On the cubicle door was an ad for cherry-flavoured vodka. Ripe for the picking, the caption said. Typical, Ellie thought, another reminder of Clive. He'd impressed her early in their relationship with his passion for Russia. Told her about reading Tolstoy on the Trans-Siberian, stalking the ghost of Raskolnikov along the canals of Saint Petersburg. Or just, "Petersburg," as he called it. They'd made promises to see Red Square together—at Christmastime, Clive had insisted, "the real Russia."

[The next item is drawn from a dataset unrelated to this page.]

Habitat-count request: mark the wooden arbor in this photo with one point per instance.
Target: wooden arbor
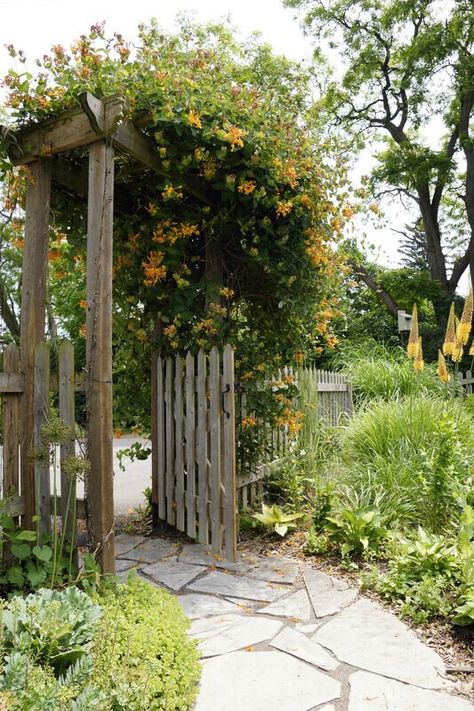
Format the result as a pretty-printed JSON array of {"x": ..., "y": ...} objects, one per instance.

The scenes kept playing, so Ellie closed her eyes, hoping this might erase them. She let her hands bear the weight of her appletini-laden head and counted back twelve British monarchs to Anne. Composure returning, she looked at the vodka ad once more, only to find that somewhere between George IV and George III, the model had morphed into Doris Wang, except with bigger, riper breasts. Doris Wang. Mere remembrance of her name filled Ellie from crown to toe topful of direst cruelty. Tash was right: Clive Fairweather should pay. But Ellie wondered whether she had the spur to prick the sides of her intent.

"We were thinking," said Tash, upon Ellie's return. "What if you got into his flat?"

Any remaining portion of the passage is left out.